Escolhemos viver em um novo continente e, assim como quando mudamos de apartamento, por exemplo, é natural que façamos um reconhecimento não só da nossa nova casa e espaço privado, mas também da vizinhança, construindo mentalmente as dinâmicas de relação dentro do novo ambiente. Assim, os imigrantes precisam compreender a dinâmica deste novo mundo em que decidiram se estabelecer. É essencial nos inserirmos nas dinâmicas políticas europeias e entendermos as regras deste novo tabuleiro mundial para conseguirmos guiar nossas experiências pessoais.

"Mas eu não converso com vizinhos", você pode protestar. "Eu não voto em Portugal." Bem, votante ou não, sentimos os respingos das políticas adotadas e, para nossa sobrevivência em sociedade, é preciso termos empatia, ainda que esta não seja recíproca. Isso implica perceber o porquê de o outro pensar como pensa, calçar os seus sapatos e andar alguns bons quilômetros para, quando "descermos do salto", podermos fazê-lo com plena consciência das dificuldades sociais que estão por trás dessa crescente reação contra imigrantes, que se observa não só em Portugal, mas em toda a Europa.

Ao longo da história, especialistas relatam quatro grandes ondas de ascensão da extrema-direita política. A última, e que vivemos ainda hoje, teria surgido no início dos anos 2000, tomando força pontualmente por diversos lugares do mundo e culminando naquilo que especialistas cunham como a Extrema-Direita 2.0. O que todas essas ondas possuem em comum é que são uma resposta a crises econômicas, insegurança social, insatisfação e falta de confiança nas instituições de governo. Os ideais extremos, em qualquer sentido, são sempre uma resposta ao medo e à instabilidade e, infelizmente, os partidos que os usam têm feito um excelente manuseio deste poderio mental — o medo — como guia das massas populares.

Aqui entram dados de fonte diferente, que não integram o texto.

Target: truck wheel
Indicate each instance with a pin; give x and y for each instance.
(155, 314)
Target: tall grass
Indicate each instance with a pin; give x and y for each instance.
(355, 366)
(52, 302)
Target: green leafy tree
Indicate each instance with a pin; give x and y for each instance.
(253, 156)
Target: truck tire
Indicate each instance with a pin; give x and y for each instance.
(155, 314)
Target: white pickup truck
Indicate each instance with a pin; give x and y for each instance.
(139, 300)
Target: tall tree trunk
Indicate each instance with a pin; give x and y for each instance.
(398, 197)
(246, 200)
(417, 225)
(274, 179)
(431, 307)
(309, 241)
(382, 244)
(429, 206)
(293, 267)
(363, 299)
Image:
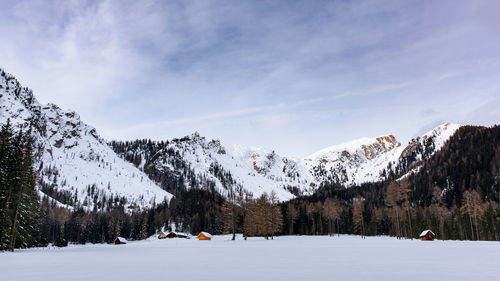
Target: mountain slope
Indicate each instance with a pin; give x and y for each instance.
(75, 166)
(355, 162)
(195, 162)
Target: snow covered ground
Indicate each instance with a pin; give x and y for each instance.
(285, 258)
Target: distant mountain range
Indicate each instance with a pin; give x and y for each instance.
(76, 167)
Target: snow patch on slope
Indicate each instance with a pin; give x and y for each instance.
(71, 158)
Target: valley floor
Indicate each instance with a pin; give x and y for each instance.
(284, 258)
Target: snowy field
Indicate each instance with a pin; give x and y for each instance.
(284, 258)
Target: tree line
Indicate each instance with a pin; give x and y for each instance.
(455, 194)
(19, 203)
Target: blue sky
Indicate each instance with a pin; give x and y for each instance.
(295, 76)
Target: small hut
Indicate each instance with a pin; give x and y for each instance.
(173, 234)
(120, 240)
(427, 235)
(204, 236)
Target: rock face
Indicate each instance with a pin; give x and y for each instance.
(422, 148)
(75, 166)
(193, 162)
(354, 162)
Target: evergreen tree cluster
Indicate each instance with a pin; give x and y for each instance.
(19, 205)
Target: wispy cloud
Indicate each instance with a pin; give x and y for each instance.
(292, 75)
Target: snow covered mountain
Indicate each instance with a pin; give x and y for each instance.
(78, 168)
(354, 162)
(75, 166)
(194, 161)
(422, 148)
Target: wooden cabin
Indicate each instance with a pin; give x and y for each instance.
(427, 235)
(162, 235)
(120, 240)
(173, 234)
(204, 236)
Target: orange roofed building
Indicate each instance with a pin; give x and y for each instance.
(204, 236)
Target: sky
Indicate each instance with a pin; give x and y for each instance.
(293, 76)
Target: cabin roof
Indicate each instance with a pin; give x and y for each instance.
(426, 231)
(206, 234)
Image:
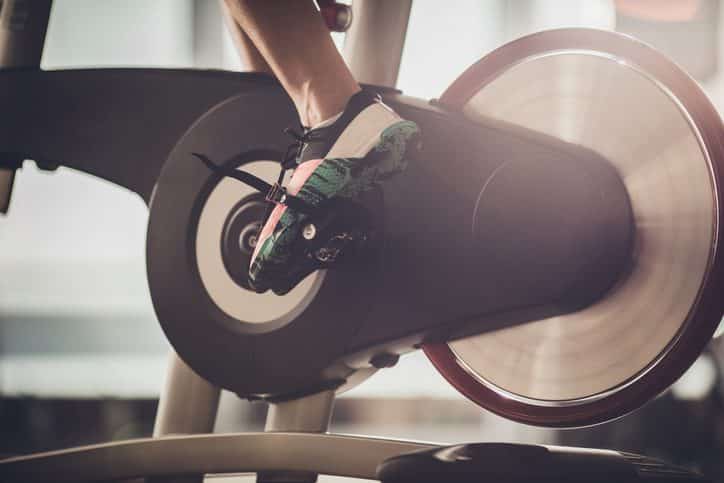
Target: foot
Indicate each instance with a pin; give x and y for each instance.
(365, 145)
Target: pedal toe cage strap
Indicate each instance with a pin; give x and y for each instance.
(273, 193)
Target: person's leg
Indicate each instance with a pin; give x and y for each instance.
(295, 42)
(351, 142)
(251, 59)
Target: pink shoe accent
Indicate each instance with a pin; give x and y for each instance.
(300, 176)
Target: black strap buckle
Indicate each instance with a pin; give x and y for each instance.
(277, 194)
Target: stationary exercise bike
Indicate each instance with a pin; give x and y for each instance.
(553, 247)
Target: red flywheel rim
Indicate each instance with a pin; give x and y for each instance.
(706, 313)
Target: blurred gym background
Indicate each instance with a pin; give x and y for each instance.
(82, 358)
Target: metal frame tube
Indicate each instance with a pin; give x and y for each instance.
(187, 405)
(351, 456)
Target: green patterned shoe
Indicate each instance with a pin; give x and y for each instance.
(363, 147)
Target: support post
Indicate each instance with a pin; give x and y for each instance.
(309, 414)
(187, 405)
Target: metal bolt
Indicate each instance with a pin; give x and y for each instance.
(309, 232)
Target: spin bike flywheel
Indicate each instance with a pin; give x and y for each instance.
(652, 122)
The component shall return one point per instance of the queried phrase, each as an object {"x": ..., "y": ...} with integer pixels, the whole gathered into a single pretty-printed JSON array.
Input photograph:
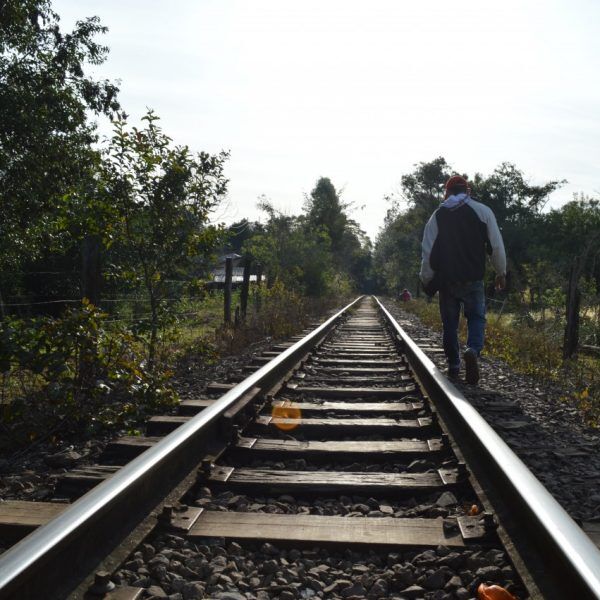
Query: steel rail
[
  {"x": 571, "y": 560},
  {"x": 45, "y": 549}
]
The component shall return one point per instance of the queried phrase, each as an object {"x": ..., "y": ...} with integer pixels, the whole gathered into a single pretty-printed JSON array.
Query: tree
[
  {"x": 397, "y": 253},
  {"x": 163, "y": 195},
  {"x": 45, "y": 135}
]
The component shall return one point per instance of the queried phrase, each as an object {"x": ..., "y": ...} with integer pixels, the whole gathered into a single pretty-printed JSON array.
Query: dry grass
[{"x": 534, "y": 348}]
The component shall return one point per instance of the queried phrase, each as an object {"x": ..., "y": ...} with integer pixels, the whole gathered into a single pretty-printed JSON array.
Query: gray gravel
[
  {"x": 171, "y": 567},
  {"x": 543, "y": 429}
]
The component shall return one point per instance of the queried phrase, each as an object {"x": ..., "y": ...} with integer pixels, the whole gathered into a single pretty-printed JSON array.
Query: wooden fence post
[
  {"x": 245, "y": 287},
  {"x": 258, "y": 285},
  {"x": 91, "y": 273},
  {"x": 227, "y": 294},
  {"x": 571, "y": 340}
]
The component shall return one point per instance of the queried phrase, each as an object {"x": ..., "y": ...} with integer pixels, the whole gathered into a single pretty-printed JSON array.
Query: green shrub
[{"x": 74, "y": 374}]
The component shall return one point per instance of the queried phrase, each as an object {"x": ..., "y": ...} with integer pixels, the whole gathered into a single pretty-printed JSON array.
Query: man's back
[{"x": 459, "y": 250}]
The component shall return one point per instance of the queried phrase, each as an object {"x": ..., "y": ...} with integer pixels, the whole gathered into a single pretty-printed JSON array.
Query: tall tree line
[{"x": 541, "y": 245}]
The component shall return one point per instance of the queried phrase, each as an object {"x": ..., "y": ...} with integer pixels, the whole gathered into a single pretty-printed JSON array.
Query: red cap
[{"x": 456, "y": 180}]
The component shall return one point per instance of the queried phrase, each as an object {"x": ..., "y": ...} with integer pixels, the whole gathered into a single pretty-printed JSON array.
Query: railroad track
[{"x": 348, "y": 441}]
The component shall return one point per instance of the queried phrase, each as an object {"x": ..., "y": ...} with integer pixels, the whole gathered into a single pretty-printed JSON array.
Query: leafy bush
[{"x": 73, "y": 375}]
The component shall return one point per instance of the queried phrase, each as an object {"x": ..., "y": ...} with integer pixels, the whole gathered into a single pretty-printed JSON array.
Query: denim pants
[{"x": 471, "y": 296}]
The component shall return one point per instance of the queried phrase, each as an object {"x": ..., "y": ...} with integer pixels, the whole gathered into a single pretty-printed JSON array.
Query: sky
[{"x": 361, "y": 92}]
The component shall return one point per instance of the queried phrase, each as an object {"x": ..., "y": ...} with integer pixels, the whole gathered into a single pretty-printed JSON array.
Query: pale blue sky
[{"x": 361, "y": 91}]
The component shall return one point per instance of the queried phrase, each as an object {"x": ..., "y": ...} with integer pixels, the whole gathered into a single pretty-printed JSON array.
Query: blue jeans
[{"x": 471, "y": 296}]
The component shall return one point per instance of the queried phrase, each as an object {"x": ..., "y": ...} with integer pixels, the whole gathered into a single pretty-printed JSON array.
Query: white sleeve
[
  {"x": 498, "y": 253},
  {"x": 429, "y": 236}
]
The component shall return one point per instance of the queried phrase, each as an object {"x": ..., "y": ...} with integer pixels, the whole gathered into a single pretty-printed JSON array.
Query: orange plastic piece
[
  {"x": 287, "y": 416},
  {"x": 493, "y": 592}
]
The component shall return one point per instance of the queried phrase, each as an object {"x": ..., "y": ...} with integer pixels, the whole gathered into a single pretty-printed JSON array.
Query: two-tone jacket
[{"x": 456, "y": 240}]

Mas, o que afinal a onda atual da extrema-direita traz em seu arsenal para estar se prolongando tanto e trazendo mudanças a níveis culturais e ideológicos tão profundos? Ela surgiu em meio a um mundo globalizado, uma versão 2.0 de sua capacidade discursiva, fortemente armada no uso das redes sociais para disseminação de seus discursos e ideais de forma a se posicionar como "solução" para as mazelas do mundo. Afinal, em uma época de anseios por rápidas informações e rápidas soluções, quem não se admira ao deparar-se com alguém que cospe levianamente as mesmas indignações que você, mas possui o "poder" de trazer uma solução instantânea ao problema? Infelizmente, muita gente.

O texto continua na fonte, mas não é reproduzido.